What’s been most unclear about Tortoise was whether they were capable of creating their own riches or could only mine the past. In that respect, Standards marks a turning point for the band. Perhaps it‘s the time their drummer and producer, John McEntire, has spent producing the French-British-Australian band Stereolab -- that most postmodern of pop groups -- but Tortoise have finally integrated their influences and discovered how to do more than mimic, cast shadows from the days of yore.
Standards does more. It captures the big bang of rock, the intricacy of jazz, the subtlety and experimentation of minimal and electronic music, the grooves of dance and dub -- but all at once, and in a way that you can’t diagram like you could in Tortoise‘s previous work. ”Seneca,“ the first track, explodes like a cannon.

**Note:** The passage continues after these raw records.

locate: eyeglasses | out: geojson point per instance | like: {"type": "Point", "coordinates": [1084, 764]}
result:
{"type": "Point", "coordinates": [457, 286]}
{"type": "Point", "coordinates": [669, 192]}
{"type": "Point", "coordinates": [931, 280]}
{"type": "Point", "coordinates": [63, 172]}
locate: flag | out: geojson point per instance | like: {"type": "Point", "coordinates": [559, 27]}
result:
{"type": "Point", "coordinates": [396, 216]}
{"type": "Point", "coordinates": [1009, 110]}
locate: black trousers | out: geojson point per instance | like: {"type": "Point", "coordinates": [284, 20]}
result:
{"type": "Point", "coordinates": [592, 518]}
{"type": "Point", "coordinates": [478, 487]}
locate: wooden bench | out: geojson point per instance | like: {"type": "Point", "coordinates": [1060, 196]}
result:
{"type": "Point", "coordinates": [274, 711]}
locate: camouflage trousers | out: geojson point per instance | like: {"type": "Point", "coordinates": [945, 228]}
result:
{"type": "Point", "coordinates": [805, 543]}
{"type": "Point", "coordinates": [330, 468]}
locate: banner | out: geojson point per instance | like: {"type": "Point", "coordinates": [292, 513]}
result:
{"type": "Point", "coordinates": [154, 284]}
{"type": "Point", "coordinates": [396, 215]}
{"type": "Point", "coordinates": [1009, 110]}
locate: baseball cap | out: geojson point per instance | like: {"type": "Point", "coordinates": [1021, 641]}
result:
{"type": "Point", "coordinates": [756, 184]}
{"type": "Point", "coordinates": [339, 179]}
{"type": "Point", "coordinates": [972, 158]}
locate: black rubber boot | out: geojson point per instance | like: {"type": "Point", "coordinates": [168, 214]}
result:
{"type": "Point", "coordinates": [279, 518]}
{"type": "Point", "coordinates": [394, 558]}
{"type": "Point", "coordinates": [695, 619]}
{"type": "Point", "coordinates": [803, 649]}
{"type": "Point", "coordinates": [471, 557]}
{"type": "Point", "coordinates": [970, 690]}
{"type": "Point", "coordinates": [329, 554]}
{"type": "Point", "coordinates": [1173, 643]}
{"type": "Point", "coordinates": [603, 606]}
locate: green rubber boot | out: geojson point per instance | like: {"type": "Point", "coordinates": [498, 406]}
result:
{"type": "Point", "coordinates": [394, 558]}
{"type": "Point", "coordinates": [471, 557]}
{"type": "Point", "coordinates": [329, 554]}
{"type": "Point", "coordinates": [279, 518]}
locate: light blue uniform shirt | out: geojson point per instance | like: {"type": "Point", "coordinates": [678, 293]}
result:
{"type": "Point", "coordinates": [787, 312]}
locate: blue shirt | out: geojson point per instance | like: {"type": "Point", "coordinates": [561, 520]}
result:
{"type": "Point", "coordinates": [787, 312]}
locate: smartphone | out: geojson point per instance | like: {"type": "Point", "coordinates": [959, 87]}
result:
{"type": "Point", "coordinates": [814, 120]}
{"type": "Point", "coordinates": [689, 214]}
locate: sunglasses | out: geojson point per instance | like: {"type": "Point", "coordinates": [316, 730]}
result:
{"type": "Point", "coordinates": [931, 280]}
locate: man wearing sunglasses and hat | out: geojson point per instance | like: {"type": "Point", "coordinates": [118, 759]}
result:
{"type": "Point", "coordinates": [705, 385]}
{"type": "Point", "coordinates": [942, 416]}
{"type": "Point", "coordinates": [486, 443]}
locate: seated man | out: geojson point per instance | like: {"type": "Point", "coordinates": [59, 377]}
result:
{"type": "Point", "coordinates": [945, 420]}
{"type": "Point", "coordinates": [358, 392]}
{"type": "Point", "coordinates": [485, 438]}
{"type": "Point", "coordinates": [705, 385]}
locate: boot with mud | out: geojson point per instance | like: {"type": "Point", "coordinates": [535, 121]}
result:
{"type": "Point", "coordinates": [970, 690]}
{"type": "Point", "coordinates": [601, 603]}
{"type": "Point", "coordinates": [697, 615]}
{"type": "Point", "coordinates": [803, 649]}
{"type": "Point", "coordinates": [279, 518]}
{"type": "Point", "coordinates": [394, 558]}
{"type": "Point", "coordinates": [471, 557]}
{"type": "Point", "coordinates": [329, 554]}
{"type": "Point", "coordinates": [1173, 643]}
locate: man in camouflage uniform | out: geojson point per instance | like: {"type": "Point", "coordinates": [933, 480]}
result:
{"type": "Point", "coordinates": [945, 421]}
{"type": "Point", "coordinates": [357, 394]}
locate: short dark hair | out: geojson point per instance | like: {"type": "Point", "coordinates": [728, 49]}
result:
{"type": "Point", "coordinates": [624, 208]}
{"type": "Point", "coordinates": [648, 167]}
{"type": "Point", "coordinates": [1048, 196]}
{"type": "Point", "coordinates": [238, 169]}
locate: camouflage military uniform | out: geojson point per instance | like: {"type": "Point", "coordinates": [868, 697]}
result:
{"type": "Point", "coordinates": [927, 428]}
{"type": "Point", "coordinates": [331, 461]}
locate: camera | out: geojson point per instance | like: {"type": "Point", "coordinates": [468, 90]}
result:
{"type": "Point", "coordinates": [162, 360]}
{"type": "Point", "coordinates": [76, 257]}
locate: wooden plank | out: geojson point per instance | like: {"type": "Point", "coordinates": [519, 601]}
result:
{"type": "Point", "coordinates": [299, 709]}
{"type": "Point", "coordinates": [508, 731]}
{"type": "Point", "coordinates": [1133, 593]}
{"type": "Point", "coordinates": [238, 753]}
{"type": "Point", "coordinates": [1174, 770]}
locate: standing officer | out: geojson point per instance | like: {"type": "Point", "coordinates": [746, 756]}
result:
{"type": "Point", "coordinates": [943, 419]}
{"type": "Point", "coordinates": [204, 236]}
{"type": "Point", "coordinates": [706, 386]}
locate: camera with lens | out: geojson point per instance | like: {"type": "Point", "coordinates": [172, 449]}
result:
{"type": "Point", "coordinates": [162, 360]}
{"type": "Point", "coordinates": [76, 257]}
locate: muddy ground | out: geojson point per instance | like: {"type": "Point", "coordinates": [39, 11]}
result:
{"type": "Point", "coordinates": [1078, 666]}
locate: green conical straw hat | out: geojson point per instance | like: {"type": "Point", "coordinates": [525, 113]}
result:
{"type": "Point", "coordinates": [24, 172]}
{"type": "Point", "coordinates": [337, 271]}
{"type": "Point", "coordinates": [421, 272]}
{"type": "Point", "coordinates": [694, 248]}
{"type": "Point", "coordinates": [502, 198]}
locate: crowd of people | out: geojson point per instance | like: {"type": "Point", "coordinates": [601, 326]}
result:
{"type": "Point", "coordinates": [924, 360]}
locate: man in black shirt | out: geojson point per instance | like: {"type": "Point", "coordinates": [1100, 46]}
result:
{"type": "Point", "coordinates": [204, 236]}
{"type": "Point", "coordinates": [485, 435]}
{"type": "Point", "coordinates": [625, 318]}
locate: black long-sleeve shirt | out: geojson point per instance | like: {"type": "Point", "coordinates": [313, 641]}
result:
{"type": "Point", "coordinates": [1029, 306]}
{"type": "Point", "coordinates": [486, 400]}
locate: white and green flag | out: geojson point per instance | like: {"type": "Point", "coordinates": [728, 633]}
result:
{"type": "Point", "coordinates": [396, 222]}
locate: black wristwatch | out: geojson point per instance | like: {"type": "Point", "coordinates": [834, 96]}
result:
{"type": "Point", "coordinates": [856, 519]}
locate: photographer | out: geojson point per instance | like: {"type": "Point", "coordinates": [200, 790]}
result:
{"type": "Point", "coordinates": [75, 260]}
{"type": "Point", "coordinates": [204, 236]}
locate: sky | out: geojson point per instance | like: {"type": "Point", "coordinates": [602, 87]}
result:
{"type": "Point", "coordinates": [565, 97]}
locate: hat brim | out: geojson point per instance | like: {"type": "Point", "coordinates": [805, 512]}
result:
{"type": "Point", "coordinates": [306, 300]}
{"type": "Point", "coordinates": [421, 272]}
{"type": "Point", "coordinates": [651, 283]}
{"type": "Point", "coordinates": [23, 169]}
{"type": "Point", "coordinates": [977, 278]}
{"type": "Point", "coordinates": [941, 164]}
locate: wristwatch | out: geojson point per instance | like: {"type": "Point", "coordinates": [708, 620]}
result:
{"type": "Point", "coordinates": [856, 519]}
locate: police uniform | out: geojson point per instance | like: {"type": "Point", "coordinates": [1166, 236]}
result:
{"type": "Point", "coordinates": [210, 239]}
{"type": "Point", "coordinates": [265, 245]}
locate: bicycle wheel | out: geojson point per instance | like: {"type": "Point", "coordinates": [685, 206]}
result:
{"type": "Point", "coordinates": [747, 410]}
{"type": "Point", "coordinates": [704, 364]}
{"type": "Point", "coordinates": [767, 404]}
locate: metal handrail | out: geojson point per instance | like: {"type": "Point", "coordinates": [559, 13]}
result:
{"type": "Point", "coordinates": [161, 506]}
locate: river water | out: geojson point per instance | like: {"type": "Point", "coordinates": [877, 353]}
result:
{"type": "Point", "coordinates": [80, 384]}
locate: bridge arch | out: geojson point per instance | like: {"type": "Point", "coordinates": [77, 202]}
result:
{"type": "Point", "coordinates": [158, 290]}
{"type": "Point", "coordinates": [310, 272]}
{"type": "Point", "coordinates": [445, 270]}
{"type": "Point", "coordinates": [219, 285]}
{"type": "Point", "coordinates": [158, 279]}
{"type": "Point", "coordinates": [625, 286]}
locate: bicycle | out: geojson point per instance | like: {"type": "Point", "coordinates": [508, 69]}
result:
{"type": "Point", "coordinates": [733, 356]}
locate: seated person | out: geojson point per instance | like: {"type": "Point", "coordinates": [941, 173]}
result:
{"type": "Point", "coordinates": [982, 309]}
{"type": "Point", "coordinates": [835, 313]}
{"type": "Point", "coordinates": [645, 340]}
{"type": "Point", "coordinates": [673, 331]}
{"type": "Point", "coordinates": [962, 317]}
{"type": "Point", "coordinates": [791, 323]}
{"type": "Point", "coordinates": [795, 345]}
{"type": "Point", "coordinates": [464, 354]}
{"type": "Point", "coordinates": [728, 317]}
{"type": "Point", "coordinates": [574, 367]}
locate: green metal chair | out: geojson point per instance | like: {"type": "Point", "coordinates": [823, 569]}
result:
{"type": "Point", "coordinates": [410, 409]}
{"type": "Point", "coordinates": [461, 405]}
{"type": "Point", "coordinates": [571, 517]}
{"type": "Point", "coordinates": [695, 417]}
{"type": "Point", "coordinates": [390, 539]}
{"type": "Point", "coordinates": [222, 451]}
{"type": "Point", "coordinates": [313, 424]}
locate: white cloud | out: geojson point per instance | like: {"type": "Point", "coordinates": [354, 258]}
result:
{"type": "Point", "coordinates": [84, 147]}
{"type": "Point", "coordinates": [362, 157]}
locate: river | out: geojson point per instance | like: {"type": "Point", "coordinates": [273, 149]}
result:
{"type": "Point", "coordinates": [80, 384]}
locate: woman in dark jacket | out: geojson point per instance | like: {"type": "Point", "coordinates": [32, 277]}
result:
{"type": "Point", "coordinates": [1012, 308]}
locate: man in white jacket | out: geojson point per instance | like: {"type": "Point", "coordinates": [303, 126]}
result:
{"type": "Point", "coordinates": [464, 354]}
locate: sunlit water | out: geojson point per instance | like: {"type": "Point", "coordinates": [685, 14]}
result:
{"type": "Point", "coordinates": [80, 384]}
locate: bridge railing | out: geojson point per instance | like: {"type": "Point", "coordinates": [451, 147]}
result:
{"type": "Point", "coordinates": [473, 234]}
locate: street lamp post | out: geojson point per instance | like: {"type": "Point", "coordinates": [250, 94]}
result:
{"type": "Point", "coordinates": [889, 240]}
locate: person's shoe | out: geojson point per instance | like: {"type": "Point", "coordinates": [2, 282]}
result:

As Jimi Hendrix fired up the opening stanza of ”The Star-Spangled Banner,“ guitarist Jeff Parker’s distant metallic rattle emerges from a fog of full-out, real-life drums and is followed by a machine-shop groove -- drums locked in, more guitar shards, keyboards whizzing by -- then a squeaking sound like yelping dogs. Halfway through comes a patch of handclaps like the remembered sound of some playground game. ”Eros“ brings on broken beats and broken funk guitar and squawked somethings that I could not name if I tried. ”Monica“ opens up with high-pitched washes of sound and talking synth, like the apotheosis of a rave gone disco, then fades into a stoned funk groove, cut up like musique concrete‘s hedonistic wet dreams. ”Speakeasy“ again captures that combination of torn jazz-rock guitar and synths meant for dancing. A really great video game!